The behavior of politicians, like other human behavior, is frequently compared to that of lower-order mammals. It was Aristotle who insisted that man is a "political animal." He drew on his experience from the laboratory, but the philosopher's point was to show how we were capable of rising above animals. The ability to utilize speech and reason lends us the theoretical ability to create a government to make things better for everyone. Yet every political season we're reminded how easy it is for the aggressive human animal to dominate other humans.

Bill Clinton, ever ready to inject his aggressive instincts into the conversation, tries to put a light-hearted face on the pugilism between Hillary and Obama. "I know it's crazy, but I kind of like to see Barack and Hillary fight," he said, answering the rebuke of leading Democrats for dividing the party. "They're flesh and blood people and they have their differences," he said. Let them at it." Translated from politician-speak, he thinks he's helping her win the prize fight by luring Obama to stoop to their level of attack, to abandon his high-minded attempt to end divisiveness in the land. Doesn't Bill sound just like a rhesus monkey?

Bubba owes his wife big-time, but it's clear that he enjoys his "knock 'em, sock 'em" behavior in the campaign a lot more than he liked playing the statesman at the side of George H.W. Bush. A cursory reading of his most recent book, "Giving: How Each of Us Can Change the World," reveals that he finds little thrill in altruistic motivation, which probably explains why sales for the book have been sluggish. The former president is not interested in other people changing the world, only in seeing that the Clintons are seen doing that. Even his old friends at The Washington Post suggest that his book shows off Bill Clinton's Machiavellian intelligence: "He strokes some who might be helpful to his wife's campaign, lavishing praise, for instance, on his former vice president, Al Gore, who remains on the electoral sidelines with a potent following."

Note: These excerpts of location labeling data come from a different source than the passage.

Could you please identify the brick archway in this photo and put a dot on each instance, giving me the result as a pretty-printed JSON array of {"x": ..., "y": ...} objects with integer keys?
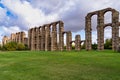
[{"x": 100, "y": 28}]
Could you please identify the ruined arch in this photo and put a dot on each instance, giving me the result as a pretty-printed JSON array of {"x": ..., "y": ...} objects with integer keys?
[
  {"x": 68, "y": 39},
  {"x": 100, "y": 28}
]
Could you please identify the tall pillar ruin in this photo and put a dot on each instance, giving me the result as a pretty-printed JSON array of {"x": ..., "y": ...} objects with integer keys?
[
  {"x": 68, "y": 40},
  {"x": 100, "y": 28},
  {"x": 77, "y": 43}
]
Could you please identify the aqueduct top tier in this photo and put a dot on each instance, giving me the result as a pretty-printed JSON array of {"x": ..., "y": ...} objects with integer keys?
[{"x": 100, "y": 28}]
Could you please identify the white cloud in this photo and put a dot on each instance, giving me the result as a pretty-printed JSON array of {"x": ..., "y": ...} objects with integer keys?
[
  {"x": 25, "y": 12},
  {"x": 12, "y": 29}
]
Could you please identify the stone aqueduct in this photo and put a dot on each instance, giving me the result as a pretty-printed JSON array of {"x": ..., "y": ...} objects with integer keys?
[
  {"x": 100, "y": 28},
  {"x": 50, "y": 37}
]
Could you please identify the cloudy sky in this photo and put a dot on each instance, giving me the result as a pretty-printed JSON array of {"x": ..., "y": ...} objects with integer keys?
[{"x": 20, "y": 15}]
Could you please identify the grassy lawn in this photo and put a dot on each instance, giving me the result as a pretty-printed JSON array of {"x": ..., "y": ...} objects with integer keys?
[{"x": 39, "y": 65}]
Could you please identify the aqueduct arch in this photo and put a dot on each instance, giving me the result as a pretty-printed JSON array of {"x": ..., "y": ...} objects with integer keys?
[{"x": 100, "y": 28}]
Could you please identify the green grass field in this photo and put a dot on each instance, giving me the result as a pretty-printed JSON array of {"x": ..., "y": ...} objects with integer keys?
[{"x": 39, "y": 65}]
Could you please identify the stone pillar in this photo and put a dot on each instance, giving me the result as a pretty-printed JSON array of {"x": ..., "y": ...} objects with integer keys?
[
  {"x": 43, "y": 38},
  {"x": 38, "y": 38},
  {"x": 61, "y": 37},
  {"x": 29, "y": 39},
  {"x": 68, "y": 40},
  {"x": 88, "y": 40},
  {"x": 115, "y": 30},
  {"x": 100, "y": 31},
  {"x": 77, "y": 42},
  {"x": 47, "y": 37},
  {"x": 54, "y": 37},
  {"x": 32, "y": 40}
]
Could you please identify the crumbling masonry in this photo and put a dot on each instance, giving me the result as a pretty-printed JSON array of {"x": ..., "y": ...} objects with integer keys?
[
  {"x": 50, "y": 37},
  {"x": 100, "y": 28}
]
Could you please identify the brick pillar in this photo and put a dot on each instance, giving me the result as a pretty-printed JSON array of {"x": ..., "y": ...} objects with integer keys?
[
  {"x": 61, "y": 37},
  {"x": 77, "y": 42},
  {"x": 38, "y": 39},
  {"x": 88, "y": 40},
  {"x": 100, "y": 31},
  {"x": 68, "y": 40},
  {"x": 115, "y": 30},
  {"x": 32, "y": 40},
  {"x": 47, "y": 37},
  {"x": 43, "y": 38},
  {"x": 29, "y": 39}
]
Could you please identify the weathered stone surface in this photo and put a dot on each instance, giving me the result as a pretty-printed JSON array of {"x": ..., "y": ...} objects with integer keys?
[{"x": 100, "y": 29}]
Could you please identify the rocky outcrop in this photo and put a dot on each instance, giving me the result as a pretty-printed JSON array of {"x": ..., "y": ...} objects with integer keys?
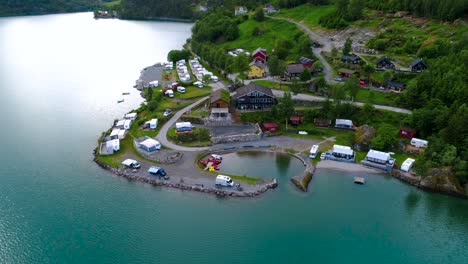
[
  {"x": 183, "y": 186},
  {"x": 437, "y": 180}
]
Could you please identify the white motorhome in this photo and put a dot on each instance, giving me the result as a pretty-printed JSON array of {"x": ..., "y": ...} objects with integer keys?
[
  {"x": 131, "y": 163},
  {"x": 313, "y": 152},
  {"x": 419, "y": 143},
  {"x": 224, "y": 181},
  {"x": 407, "y": 164},
  {"x": 154, "y": 84},
  {"x": 127, "y": 124},
  {"x": 181, "y": 89},
  {"x": 169, "y": 93},
  {"x": 153, "y": 123}
]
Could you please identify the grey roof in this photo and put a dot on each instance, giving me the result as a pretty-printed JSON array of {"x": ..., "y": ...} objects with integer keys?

Desmond Morris, zoologist and author of the groundbreaking book "The Naked Ape," describes how man, the human animal, often fights for the same reasons that beasts of the jungle do — for dominance in a social hierarchy and to establish territorial rights. The overlay of civilization reduces violence in human fights, but our vocabulary is studded with metaphors drawn from aggression in animals. When the zoologist notes that animal fighting can lead to a "valuable victory," he warns that it can bloody the victor and do him irreparable harm. Human political fights have similar side effects without drawing actual blood.

Obama deserves credit for attempting to change the nature of the fight, but that may be impossible without help from the Clintons. The winner in each state must survive a bruising experience, but a knockout, whenever it comes, will make a return to the White House ever closer. The race is not about who's the best dancer, as Obama joked, but about who's the best brawler.